Ecco, è un bell’esempio, oggi, quello del letterato nipponico. Avere il coraggio di dare un nome alle responsabilità, avere la forza di pronunciare quel nome anche se scotta, di chiedere pubblicamente, anche a costo di sacrifici e pericoli, gesti riparatori a coloro che hanno provocato drammi e disastri.

Qualche giorno fa, un vicino di casa arringa un piccolo gruppo di uditori con questi toni: “Io, lì, a Montecitorio, ci metterei dentro una bella bomba, che muoiono tutti, tutti dal primo all’ultimo, che tanto sono tutti uguali. Guarda qui come siamo ridotti, che tagliano tutto e che ci massacrano e che loro però, il loro stipendio non lo tagliano mica…” Consenso generalizzato da parte del pubblico. Già… la Casta, i politici, gli stipendi, i privilegi, Berlusconi, le puttane, il Trota. Parassiti maledetti, che succhiano la linfa vitale di questo paese, tarpando i sogni di cittadini virtuosi e volenterosi. “Vaffanculo!” grida uno, “Io ci scrivo merde sulla scheda!” sbava l’altro.

Credo che i vicini non abbiano imparato la lezione di Shōhei Ōoka, del resto difficilmente ne hanno avuto notizia: le responsabilità vanno cercate fino in fondo, anche se costa caro, anche se fa male. E la responsabilità di questi politici, di questa mancanza di politica, di questi tecnici, di tutto lo schifo che c’è in Italia, siamo noi. Noi che abbiamo messo croci su liste infarcite di opportunisti, criminali, mafiosi, idioti. Noi che ci siamo turati il naso perché il meno peggio è comunque meglio del peggio.

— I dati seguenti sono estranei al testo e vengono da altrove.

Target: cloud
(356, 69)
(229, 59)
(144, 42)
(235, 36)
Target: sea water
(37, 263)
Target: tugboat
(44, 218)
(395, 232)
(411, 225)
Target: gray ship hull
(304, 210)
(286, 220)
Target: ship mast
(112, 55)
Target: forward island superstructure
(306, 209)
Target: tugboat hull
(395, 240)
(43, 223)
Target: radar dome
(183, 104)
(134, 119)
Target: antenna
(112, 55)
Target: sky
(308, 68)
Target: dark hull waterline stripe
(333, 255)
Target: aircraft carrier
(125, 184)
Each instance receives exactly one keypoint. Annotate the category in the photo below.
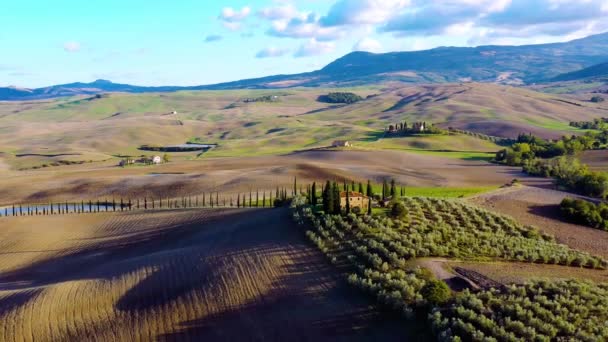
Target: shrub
(436, 292)
(398, 210)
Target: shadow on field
(91, 262)
(242, 274)
(310, 302)
(16, 300)
(550, 211)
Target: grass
(436, 192)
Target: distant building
(341, 143)
(125, 162)
(355, 199)
(418, 127)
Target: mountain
(501, 64)
(595, 71)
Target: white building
(341, 143)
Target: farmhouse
(356, 200)
(341, 143)
(418, 127)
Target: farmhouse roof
(351, 194)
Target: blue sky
(188, 42)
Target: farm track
(540, 208)
(221, 274)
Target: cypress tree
(336, 199)
(384, 189)
(347, 209)
(328, 199)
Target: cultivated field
(169, 275)
(232, 175)
(94, 129)
(540, 207)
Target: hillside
(33, 133)
(502, 64)
(595, 71)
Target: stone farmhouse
(356, 200)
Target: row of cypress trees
(212, 200)
(330, 196)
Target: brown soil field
(596, 160)
(232, 175)
(539, 207)
(196, 275)
(518, 273)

Che ci siamo barricati dietro posizioni velleitarie o che siamo scesi a compromessi indecenti, come se non ci fosse scelta. Che abbiamo rinunciato alla partecipazione. La responsabilità di quest’Italia malata è nostra. Noi cittadini abbiamo tutte le colpe ed è ora che ce le assumiamo per liberarcene con un gesto purificatorio. Non è necessario il suicidio, non abbiamo un conflitto mondiale sulla coscienza. Basta, a mio parere, smetterla con lo scaricabarile, con i vaffanculo, con gli attacchi scriteriati alla politica, che non sono altro che attacchi alle istituzioni democratiche del Paese. Smetterla di accodarsi a predicatori indecenti, pur di seguitare a rinunciare all’impegno. Il nostro gesto purificatorio sarà, di fronte a ogni scandalo, ruberia, inefficienza, arrossire un po’ e studiare la maniera di cambiare le cose.